Patrol boats, like the RB-S, that are run at maximum speeds need to be tough, and structural integrity is essential. Because aluminum is light and strong, it’s easier to build structural integrity into the hull than is sometimes the case with fiberglass. “With fiberglass construction in large center consoles, you’ve got to be concerned with possible structural failures,” says Allard. “We’ve not seen a lot of recreational fiberglass boats holding up to what we expect as a normal life span. In some cases, you’ll see structural problems in boats that are only three or four years old.”
On the other hand, fiberglass construction offers cosmetic advantages that aluminum can’t. “There are some portions of a fiberglass boat that are prettier, cleaner and nicer than an aluminum boat,” he says. “The aluminum boat is for someone who wants industrial duty,” such as a charter captain or an angler who heads offshore all the time.
Allard designed the 35 Courageous with his partner, Jimmy Gravois. They combined the high-tech construction methods used to build the government and military craft in the company’s 65,000-square-foot factory with Gravois’ more than 30 years designing and building recreational aluminum fishing boats. The Courageous just seemed to be a natural for the company, Allard says.

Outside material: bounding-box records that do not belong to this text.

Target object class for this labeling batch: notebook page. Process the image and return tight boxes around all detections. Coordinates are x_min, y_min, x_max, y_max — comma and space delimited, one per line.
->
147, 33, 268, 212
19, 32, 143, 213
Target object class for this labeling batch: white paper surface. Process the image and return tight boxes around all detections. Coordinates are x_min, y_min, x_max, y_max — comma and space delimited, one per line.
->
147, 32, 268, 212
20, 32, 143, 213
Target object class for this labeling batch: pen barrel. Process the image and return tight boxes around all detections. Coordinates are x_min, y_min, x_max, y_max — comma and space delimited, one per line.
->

After interning at Donzi Marine while he was in college, Allard in 2005 went on to head the engineering and construction team at the commercial and military branch of American Marine Holdings, the parent company of Donzi Marine and Pro-Line Boats. That’s how he got his start building patrol and police vessels, although fiberglass was the preferred material at the time. In 2007, American Marine expanded to build these same boats out of aluminum, and the new division was called Metal Shark Boats. Gravois Aluminum Boats was named as the subcontractor. Later that year, American Marine decided to sell the aluminum-boat division, and Allard and Gravois acquired it.
“Jimmy was seeing a downturn in his [recreational boat] sales,” Allard says. “We believed it would be a good business venture to acquire Metal Shark, but we weren’t aware of just how bad it would get in the recreational market. We hadn’t intended to stop building recreational boats during this period, but we did. We chose to focus solely on the military and government.”

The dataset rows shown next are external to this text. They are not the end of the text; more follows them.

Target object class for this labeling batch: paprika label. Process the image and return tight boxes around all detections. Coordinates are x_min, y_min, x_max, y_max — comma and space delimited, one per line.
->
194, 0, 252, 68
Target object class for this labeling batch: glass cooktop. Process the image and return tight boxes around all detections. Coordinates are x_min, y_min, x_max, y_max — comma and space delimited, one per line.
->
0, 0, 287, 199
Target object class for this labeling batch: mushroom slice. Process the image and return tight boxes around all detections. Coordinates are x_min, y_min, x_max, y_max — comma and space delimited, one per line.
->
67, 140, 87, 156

Since 2007 the company has expanded its facilities annually, adding 15,000 square feet to its 50,000 square-foot facility to date, with plans to add more space in late 2012 or early 2013. The expanded production capacity has enabled Metal Shark to more expeditiously meet its government orders, setting the stage to facilitate fulfillment of the RB-S contract, and to continue to dip its toe into the recreational market, something Allard and Gravois very much wanted to do from the start.